Popped, spun or stuck on a stick, it rules this time of year

It’s a corny time of year, this pause between summer and fall, what with all the fresh-picked local corn around. (Eat it quickly — half its natural sugar can turn to starch within 24 hours.) Then there are all the earnest “spirit-of” festivals and fairs and their incumbent corn dogs, corn-on-a-sticks slathered in yellowish oil, kettle corn, and the endless treats spun from corn syrup.

Corn, more properly called maize, has become a very political creature in the food activist world, sucking up, as it does, endless tracts of fertile farmland and converting them to petrochemical-laced monocultures.

But it also has a more innocent and fundamental side, steeped in pre-history alongside wheat and rice as the three cereal grains that have kept humankind in its caloric frenzy.

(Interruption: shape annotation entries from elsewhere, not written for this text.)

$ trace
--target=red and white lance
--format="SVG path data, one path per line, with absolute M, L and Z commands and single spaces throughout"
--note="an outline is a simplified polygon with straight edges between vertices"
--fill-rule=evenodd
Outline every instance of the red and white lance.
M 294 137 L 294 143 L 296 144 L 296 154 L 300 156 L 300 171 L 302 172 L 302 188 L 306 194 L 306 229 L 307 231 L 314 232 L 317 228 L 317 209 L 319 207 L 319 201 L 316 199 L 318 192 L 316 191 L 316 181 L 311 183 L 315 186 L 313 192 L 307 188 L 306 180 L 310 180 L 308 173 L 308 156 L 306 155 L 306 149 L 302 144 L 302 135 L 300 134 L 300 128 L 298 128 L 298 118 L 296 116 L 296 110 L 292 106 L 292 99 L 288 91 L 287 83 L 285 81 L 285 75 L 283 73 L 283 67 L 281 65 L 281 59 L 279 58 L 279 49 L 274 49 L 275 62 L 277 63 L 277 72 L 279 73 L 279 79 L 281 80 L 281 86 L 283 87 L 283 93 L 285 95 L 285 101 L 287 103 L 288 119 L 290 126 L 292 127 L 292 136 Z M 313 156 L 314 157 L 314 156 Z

There are five main kinds of corn, and a handful of others. Dent corn, so-named for the dent on top of the kernel, is softer and usually grown for animal feed and milled corn products, such as grits and corn meal. The flour corns, including blue corn, are easy to grind; sweet corn is the variety we eat.

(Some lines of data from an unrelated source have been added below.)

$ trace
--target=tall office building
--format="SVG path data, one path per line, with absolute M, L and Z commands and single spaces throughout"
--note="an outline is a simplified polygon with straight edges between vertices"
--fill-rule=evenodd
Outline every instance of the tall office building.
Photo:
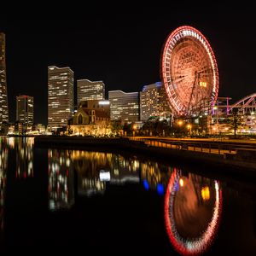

But popcorn is the most playful corn, and possibly the source of all modern corn varieties, via the primal corn ancestor, a messy looking grass plant called teosinte . Popcorn is a special type of flint corn, so named for their hardness. All flint corn (also called Indian corn) has relatively large amounts of storage protein surrounding the granules of starch.

In a nutshell — or a kernel — the simple take on how popcorn pops is heat makes the moisture inside the kernel expand. But this belies the fascinating science beneath the hull, so to speak. And for this I turn to Harold McGee’s wonderful book, On Food and Cooking .

Some varieties of flint and dent corn will “pop”, but they expand far less than true popping varieties, which are generally smaller and contain more hard, translucent endosperm inside the hull (the endosperm is the fleshy white or yellow bit that makes up most of the kernel).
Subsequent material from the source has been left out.